In 1988, along with her partner Sue Hardman, and the other researcher Stephen Briggs and Peter Wilson, Price published a Festschrift for Mary Kitson Clark, a leading female authority on Roman Yorkshire titled Recent Research in Roman Yorkshire: studies in honour of Mary Kitson Clark (Mrs Derwas Chitty).

Price conclusively identified a Roman glass shard excavated at Chedworth Roman villa in 2017, by matching the fragment to a restored fish-shaped bottle held by the Corning Museum of Glass in New York. This showed that the bottle was made in the Black Sea area, and is the only vessel of its kind ever found in Britain, making it startlingly rare. Her discovery gives further insight into the wealth and status of the inhabitants of Chedworth.

===Awards and honours===
She was elected as a Fellow of the Society of Antiquaries of London on 2 March 1978.

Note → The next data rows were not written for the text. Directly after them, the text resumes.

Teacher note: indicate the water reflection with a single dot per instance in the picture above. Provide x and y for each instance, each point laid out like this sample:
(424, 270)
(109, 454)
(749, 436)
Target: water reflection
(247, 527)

In 2006, to mark her retirement, a two-day conference was held in her honour by the Association for the History of Glass. A 2015 collection of papers, titled Glass of the Roman World was also dedicated to Price.

==Select publications==
- Price, J, Wilson, P, Hardman, S., and Briggs, S. (eds) 1988. Recent Research in Roman Yorkshire: studies in honour of Mary Kitson Clark (Mrs Derwas Chitty)
- Price, J. 1998. "The social context of glass production in Roman Britain". In McCray, P. The Prehistory and History of Glassmaking Technology. 331–348.
- Price, J. 2000. "Late Roman glass vessels in Britain, from AD350 to 410 and beyond". In Price, J. Glass in Britain and Ireland, AD350-1100. London: The British Museum. 127: 1-31.
- Price, A., Cool, H. and Cottam, S. 2002. "The glass". In Wilson, P. R. Cataractonium: Roman Catterick and its hinterland. Excavations and research 1958-1997. York: English Heritage. CBA Research Report 128: 207–259.
- Price, J. 2003. "Broken bottles and quartz-sand: glass production in Yorkshire and the North in the Roman period". In Wilson, P. R. and Price, J. Aspects of industry in Roman Yorkshire and the North. Oxford: Oxbow. 81–93.
- Price, J. 2004. "Romano-British and early post-Roman glass vessels". Trethurgy excavations at Trethurgy Round, St Austell community and status in Roman and post-Roman Cornwall. H Quinnell Cornwall: Cornwall County Council. 85–92.
- MacMahon, A. and Price, J. 2005. "Glass-working and Glassworkers in Cities and Towns". In MacMahon, A. and Price, J., Roman Working Lives and Urban Living. Oxford: Oxbow Books. 167–190.
- Price, J. 2012. "Urban and maritime glass assemblages in the western and eastern Mediterranean" (review article). Antiquity 84. 254–257.
- Price, J. 2014. "Personal possessions or traded goods? Finds of decorated mould-blown glass vessels on Flavian sites in northern Britain" in Collins, R. and McIntosh, F. (eds) Life in the Limes: Studies of the Peoples and Objects of the Roman Frontiers Oxford, Oxbow. 140–151.